Bien que cette attaque soit plus avancée que d’autres, elle n’est que la partie émergée de l’iceberg. Le rapport Risques environnementaux : cybersécurité et industries critiques, publié par Axa en 2020, alertait déjà sur des cyberattaques toujours plus nombreuses et plus ravageuses. « Certains des incidents rapportés ont impliqué des rejets d’eaux usées non traitées ou des fuites de pétrole non détectées par les systèmes », rappelait ainsi l’étude.
Du risque micro aux conséquences macro
Des risques pour l’environnement que les autorités prennent très au sérieux. Et sur lesquels les experts de la Redteam planchent activement pour être prêts à réagir en cas de catastrophe imminente. Cette équipe composée d’auteurs et de scénaristes de science-fiction « imagine les menaces pouvant directement mettre en danger la France et ses intérêts », explique son site. Le scénario intitulé Après la nuit carbonique met en scène un incendie dans un puits de pétrole, qui dégénère en « mégafeu ». « Des centaines de milliers d’hectares brûlent pendant des mois, plongeant le monde dans le noir. »
Un désastre environnemental, comme aurait pu le devenir l’attaque de l’usine pétrolière saoudienne, qui cristallise bien d’autres enjeux : réputationnels, financiers, économiques. À l’heure où les entreprises sont enjointes à prendre leur part dans la transition écologique, de telles catastrophes seraient dévastatrices pour elles aussi. Les cyber-criminels l’ont bien compris et appuient là où ça fait mal. Une étude d’Information Systems Research datant de 2020 a ainsi démontré que « les organisations présentant des rapports ESG trompeurs perçus comme du greenwashing constituent des cibles privilégiées« . Les pirates sont-ils écolos ? Ils sont plutôt pragmatiques : voler des preuves de greenwashing menace la réputation et donc la santé financière de l’entreprise victime qui sera plus encline à payer une rançon pour éviter qu’elles ne soient divulguées…

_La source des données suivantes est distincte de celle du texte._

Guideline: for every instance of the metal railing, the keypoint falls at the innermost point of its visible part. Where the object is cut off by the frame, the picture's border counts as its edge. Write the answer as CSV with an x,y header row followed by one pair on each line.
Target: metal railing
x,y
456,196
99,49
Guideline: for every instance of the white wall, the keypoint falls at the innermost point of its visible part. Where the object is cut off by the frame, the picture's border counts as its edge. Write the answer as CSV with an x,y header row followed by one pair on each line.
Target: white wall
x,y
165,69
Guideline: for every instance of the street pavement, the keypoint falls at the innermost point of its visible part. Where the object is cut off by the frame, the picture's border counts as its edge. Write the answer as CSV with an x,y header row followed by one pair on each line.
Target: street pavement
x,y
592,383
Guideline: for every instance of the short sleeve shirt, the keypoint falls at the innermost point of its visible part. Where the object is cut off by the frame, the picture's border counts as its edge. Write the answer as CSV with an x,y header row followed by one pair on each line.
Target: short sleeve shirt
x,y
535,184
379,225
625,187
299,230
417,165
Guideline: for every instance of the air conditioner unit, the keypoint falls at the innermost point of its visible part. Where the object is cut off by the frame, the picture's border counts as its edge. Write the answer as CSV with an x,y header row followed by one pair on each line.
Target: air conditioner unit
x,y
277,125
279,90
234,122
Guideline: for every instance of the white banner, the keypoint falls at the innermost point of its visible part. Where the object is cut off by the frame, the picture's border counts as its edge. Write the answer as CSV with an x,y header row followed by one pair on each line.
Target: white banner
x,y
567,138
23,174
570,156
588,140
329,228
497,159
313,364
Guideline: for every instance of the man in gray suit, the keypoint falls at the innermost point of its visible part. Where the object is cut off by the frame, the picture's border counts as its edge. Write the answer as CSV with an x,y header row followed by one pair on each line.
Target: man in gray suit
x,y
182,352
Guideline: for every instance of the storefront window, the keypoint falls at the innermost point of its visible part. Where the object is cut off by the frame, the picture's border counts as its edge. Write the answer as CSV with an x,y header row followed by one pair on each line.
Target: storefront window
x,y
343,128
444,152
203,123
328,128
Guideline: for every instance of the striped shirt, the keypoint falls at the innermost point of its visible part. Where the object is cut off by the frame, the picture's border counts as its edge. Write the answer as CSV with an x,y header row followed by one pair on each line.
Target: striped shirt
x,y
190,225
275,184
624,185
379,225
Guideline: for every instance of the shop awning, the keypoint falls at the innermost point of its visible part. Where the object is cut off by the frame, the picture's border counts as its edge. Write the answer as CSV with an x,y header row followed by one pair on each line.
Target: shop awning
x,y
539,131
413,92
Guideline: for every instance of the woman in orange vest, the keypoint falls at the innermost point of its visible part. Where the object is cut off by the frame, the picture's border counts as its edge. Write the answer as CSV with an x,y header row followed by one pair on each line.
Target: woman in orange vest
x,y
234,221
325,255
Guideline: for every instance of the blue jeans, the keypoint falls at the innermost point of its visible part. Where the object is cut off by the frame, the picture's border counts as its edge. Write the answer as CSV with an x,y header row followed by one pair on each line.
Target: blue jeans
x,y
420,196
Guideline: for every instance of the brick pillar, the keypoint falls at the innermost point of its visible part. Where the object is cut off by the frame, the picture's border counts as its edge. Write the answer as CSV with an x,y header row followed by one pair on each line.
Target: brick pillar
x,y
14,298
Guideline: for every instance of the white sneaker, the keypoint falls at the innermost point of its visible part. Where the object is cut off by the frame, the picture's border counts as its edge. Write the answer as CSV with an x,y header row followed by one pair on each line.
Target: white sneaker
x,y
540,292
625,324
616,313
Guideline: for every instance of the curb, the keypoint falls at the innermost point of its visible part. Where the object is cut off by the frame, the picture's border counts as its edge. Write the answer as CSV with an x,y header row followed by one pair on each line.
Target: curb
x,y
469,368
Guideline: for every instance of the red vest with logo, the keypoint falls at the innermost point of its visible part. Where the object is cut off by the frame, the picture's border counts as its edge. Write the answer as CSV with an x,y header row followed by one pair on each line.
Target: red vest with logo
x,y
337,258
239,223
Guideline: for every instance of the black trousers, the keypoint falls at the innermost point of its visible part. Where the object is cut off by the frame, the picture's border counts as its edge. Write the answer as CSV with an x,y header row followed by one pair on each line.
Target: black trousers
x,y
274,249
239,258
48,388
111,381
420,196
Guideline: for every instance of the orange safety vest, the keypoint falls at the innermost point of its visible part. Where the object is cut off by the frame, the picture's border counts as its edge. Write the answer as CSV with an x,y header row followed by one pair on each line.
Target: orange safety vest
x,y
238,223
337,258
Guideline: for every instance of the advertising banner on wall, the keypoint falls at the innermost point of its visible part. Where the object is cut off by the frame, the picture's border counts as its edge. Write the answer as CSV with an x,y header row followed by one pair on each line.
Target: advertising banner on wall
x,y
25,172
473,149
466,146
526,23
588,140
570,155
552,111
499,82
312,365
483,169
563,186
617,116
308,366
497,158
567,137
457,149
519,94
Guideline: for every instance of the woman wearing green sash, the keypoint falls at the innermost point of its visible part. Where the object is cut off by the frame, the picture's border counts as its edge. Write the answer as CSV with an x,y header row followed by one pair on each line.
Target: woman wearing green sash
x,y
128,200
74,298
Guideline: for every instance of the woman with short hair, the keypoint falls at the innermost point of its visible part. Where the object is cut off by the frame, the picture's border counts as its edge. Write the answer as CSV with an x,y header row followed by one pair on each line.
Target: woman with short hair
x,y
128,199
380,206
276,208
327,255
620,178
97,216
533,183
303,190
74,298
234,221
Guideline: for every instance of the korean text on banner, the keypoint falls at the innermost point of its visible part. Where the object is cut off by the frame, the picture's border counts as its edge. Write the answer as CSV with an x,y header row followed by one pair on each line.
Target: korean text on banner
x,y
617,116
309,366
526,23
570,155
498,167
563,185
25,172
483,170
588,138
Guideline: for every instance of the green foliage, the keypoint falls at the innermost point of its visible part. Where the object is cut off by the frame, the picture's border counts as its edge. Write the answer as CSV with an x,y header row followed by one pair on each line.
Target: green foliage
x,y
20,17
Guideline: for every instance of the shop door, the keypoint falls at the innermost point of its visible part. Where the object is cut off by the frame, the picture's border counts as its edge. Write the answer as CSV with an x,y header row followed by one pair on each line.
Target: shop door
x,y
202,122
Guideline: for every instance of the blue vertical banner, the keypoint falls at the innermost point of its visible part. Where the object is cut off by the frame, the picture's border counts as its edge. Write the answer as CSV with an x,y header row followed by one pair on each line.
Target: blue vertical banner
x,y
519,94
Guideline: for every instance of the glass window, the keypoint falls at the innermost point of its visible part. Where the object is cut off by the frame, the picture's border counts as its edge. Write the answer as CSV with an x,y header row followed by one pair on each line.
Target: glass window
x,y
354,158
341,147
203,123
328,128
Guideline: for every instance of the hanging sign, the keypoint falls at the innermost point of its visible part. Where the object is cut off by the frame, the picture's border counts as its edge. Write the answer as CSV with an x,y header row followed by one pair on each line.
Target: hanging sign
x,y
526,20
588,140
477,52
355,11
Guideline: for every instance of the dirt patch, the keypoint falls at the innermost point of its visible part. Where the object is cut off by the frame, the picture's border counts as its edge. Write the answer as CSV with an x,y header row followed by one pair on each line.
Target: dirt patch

Mieux vaut prévenir que souffrir
Les pirates sont aussi opportunistes. Si les opérateurs d’importance vitale (OIV) bénéficient d’une protection renforcée, nombre d’entreprises du secteur de l’énergie n’ont pas cette chance. Le rapport intitulé La priorité cyber, publié en 2022 par l’expert norvégien du management du risque DNV, montre que 80% des décideurs du secteur s’attendent à des incidents causant des dommages matériels et 57% des pertes de vie humaine. Pourtant, près d’1 décideur sur 3 (29%) estime que les organisations « ne feraient que réagir plutôt que se préparer ». Et pour cause : moins d’1 sur 2 reconnaît un besoin urgent d’améliorer la prévention d’une attaque majeure contre son entreprise…
Les entreprises doivent donc encore prendre conscience de leur vulnérabilité mais aussi des conséquences en cascade qu’une cyberattaque réussie provoquerait, qu’elles soient dématérialisées ou physiques. Car en matière d’environnement, plus encore que dans d’autres secteurs, comme le rappelle Axa en conclusion de son étude, « un centime investi dans la prévention peut faire économiser des millions à chercher une solution ».